Salk researchers have, for the first time, traced the development of spinal cord neurons using genetic signatures and revealed how different subtypes of the cells may have evolved and ultimately function to regulate our body movements.
The findings, published in the journal Science on April 23, 2021, offer researchers new ways of classifying and tagging subsets of spinal cord cells for further study, using genetic markers that differentiate branches of the cells’ family tree.
“A study like this provides the first molecular handles for scientists to go in and study the function of spinal cord neurons in a much more precise way than they ever have before,” says senior author of the study Samuel Pfaff, Salk Professor and the Benjamin H. Lewis Chair. “This also has implications for treating spinal cord injuries.”
Spinal neurons are responsible for transmitting messages between the spinal cord and the rest of the body. Researchers studying spinal neurons have typically classified the cells into “cardinal classes,” which describe where in the spinal cord each type of neuron first appears during fetal development. But, in an adult, neurons within any one cardinal class have varied functions and molecular characteristics. Studying small subsets of these cells to tease apart their diversity has been difficult.

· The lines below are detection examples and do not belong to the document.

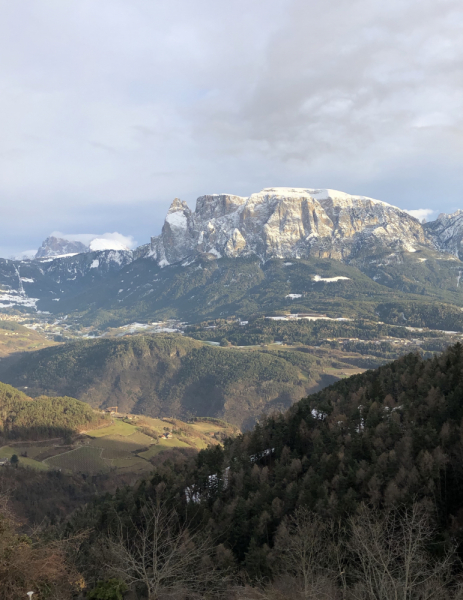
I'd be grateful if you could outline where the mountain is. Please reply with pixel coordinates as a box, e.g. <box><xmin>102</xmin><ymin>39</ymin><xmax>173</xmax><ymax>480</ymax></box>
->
<box><xmin>0</xmin><ymin>188</ymin><xmax>463</xmax><ymax>329</ymax></box>
<box><xmin>35</xmin><ymin>236</ymin><xmax>129</xmax><ymax>258</ymax></box>
<box><xmin>0</xmin><ymin>383</ymin><xmax>103</xmax><ymax>445</ymax></box>
<box><xmin>1</xmin><ymin>334</ymin><xmax>355</xmax><ymax>427</ymax></box>
<box><xmin>35</xmin><ymin>236</ymin><xmax>88</xmax><ymax>258</ymax></box>
<box><xmin>64</xmin><ymin>344</ymin><xmax>463</xmax><ymax>599</ymax></box>
<box><xmin>151</xmin><ymin>188</ymin><xmax>429</xmax><ymax>266</ymax></box>
<box><xmin>424</xmin><ymin>210</ymin><xmax>463</xmax><ymax>258</ymax></box>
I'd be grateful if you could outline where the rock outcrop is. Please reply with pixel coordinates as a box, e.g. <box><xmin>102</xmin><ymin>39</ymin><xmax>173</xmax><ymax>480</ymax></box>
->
<box><xmin>423</xmin><ymin>210</ymin><xmax>463</xmax><ymax>260</ymax></box>
<box><xmin>150</xmin><ymin>188</ymin><xmax>430</xmax><ymax>266</ymax></box>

However, understanding these subset distinctions is crucial to helping researchers understand how the spinal cord neurons control movements and what goes awry in neurogenerative diseases or spinal cord injury.

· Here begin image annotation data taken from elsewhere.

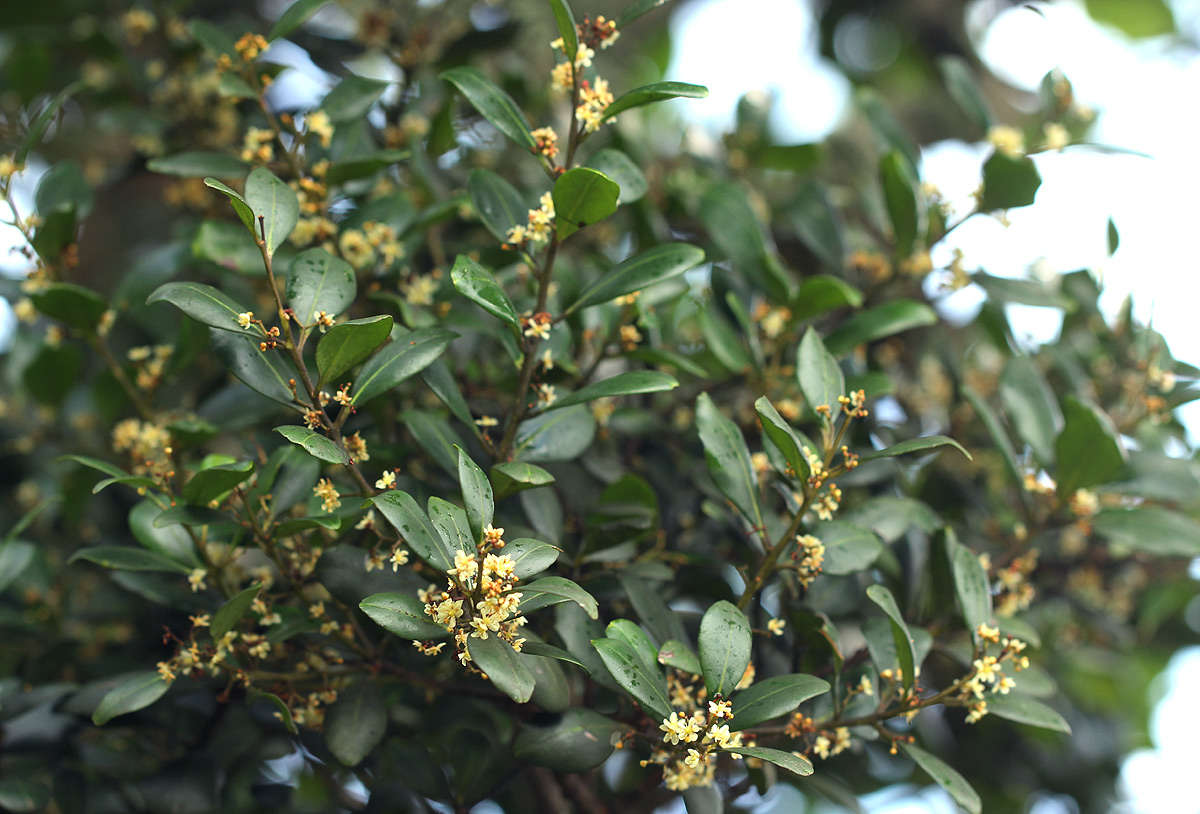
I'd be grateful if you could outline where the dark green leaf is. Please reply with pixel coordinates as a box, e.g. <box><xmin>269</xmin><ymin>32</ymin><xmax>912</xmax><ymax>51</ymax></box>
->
<box><xmin>979</xmin><ymin>151</ymin><xmax>1042</xmax><ymax>213</ymax></box>
<box><xmin>91</xmin><ymin>670</ymin><xmax>170</xmax><ymax>726</ymax></box>
<box><xmin>563</xmin><ymin>243</ymin><xmax>704</xmax><ymax>316</ymax></box>
<box><xmin>146</xmin><ymin>282</ymin><xmax>262</xmax><ymax>337</ymax></box>
<box><xmin>700</xmin><ymin>599</ymin><xmax>751</xmax><ymax>696</ymax></box>
<box><xmin>320</xmin><ymin>76</ymin><xmax>391</xmax><ymax>122</ymax></box>
<box><xmin>553</xmin><ymin>167</ymin><xmax>620</xmax><ymax>240</ymax></box>
<box><xmin>442</xmin><ymin>66</ymin><xmax>538</xmax><ymax>150</ymax></box>
<box><xmin>826</xmin><ymin>300</ymin><xmax>937</xmax><ymax>355</ymax></box>
<box><xmin>730</xmin><ymin>672</ymin><xmax>829</xmax><ymax>731</ymax></box>
<box><xmin>1055</xmin><ymin>396</ymin><xmax>1126</xmax><ymax>497</ymax></box>
<box><xmin>900</xmin><ymin>741</ymin><xmax>983</xmax><ymax>814</ymax></box>
<box><xmin>467</xmin><ymin>636</ymin><xmax>535</xmax><ymax>704</ymax></box>
<box><xmin>696</xmin><ymin>393</ymin><xmax>763</xmax><ymax>528</ymax></box>
<box><xmin>592</xmin><ymin>639</ymin><xmax>671</xmax><ymax>718</ymax></box>
<box><xmin>359</xmin><ymin>593</ymin><xmax>450</xmax><ymax>640</ymax></box>
<box><xmin>722</xmin><ymin>747</ymin><xmax>812</xmax><ymax>777</ymax></box>
<box><xmin>450</xmin><ymin>255</ymin><xmax>521</xmax><ymax>328</ymax></box>
<box><xmin>246</xmin><ymin>167</ymin><xmax>300</xmax><ymax>255</ymax></box>
<box><xmin>67</xmin><ymin>545</ymin><xmax>192</xmax><ymax>574</ymax></box>
<box><xmin>604</xmin><ymin>82</ymin><xmax>708</xmax><ymax>119</ymax></box>
<box><xmin>317</xmin><ymin>316</ymin><xmax>392</xmax><ymax>383</ymax></box>
<box><xmin>209</xmin><ymin>585</ymin><xmax>263</xmax><ymax>641</ymax></box>
<box><xmin>287</xmin><ymin>249</ymin><xmax>358</xmax><ymax>328</ymax></box>
<box><xmin>29</xmin><ymin>282</ymin><xmax>108</xmax><ymax>334</ymax></box>
<box><xmin>352</xmin><ymin>328</ymin><xmax>457</xmax><ymax>406</ymax></box>
<box><xmin>323</xmin><ymin>680</ymin><xmax>388</xmax><ymax>766</ymax></box>
<box><xmin>146</xmin><ymin>151</ymin><xmax>246</xmax><ymax>178</ymax></box>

“It’s been known for a long time that the cardinal classes, as useful as they are, are incomplete in describing the diversity of neurons in the spinal cord,” says Peter Osseward, a graduate student in the Pfaff lab and co-first author of the new paper, along with former graduate student Marito Hayashi, now a postdoctoral fellow at Harvard University.
Pfaff, Osseward and Hayashi turned to single-cell RNA sequencing technologies to analyze differences in what genes were being activated in almost 7,000 different spinal neurons from mice. They used this data to group cells into closely related clusters in the same way that scientists might group related organisms into a family tree.
The first major gene expression pattern they saw divided spinal neurons into two branches: sensory-related neurons (which carry information about the environment through the spinal cord) and motor-related neurons (which carry motor commands through the spinal cord). This suggests that, in an ancient organism, one of the first steps in spinal cord evolution may have been a division of labor of spinal neurons into motor versus sensory roles, Pfaff says.
When the team analyzed the next branches in the family tree, they found that the sensory-related neurons then split into excitatory and inhibitory neurons — a division that describes how the neuron sends information. But when the researchers looked at motor-related neurons, they found a more surprising division: the cells clumped into two distinct groups based on a new genetic marker. When the team stained cells belonging to each group in the spinal cord, it became clear that the markers differentiated neurons based on whether they had long-range or short-range connections in the body. Further experiments revealed that the genetic patterns specific to long-range and short-range properties were common across all the cardinal classes tested.
“The assumption in the field was that the genetic rules of specifying long-range versus short-range neurons would be specific to each cardinal class,” say Osseward and Hayashi. “So it was really interesting to see that it actually transcended cardinal class.”
The observation was more than just interesting — it turned out to be useful as well. Previously, it might have taken many different genetic tags to narrow in on one particular neuron type that a researcher wanted to study. Using this many markers is technically challenging and largely prevented researchers from studying just one subtype of spinal cord neuron at a time.
With the new rules, just two tags — a previously known marker for cardinal class and the newly discovered genetic marker for long-range or short-range properties — can be used to flag very specific populations of neurons. This is useful, for instance, in studying which groups of neurons are affected by a spinal cord injury or neurodegenerative disease and, eventually, how to regrow those particular cells.
The evolutionary origin of the spinal neuron family tree studied in the new paper is likely very ancient because the genetic markers they discovered are conserved across many species, the researchers say. So, although they didn’t study spinal neurons from animals other than mice, they predict that the same genetic patterns would be seen in most living animals with spinal cords.
“This is primordial stuff, relevant for everything from amphibians to humans,” says Pfaff. “And in the context of evolution, these genetic patterns tell us what kind of neurons might have been found in some of the very earliest organisms.”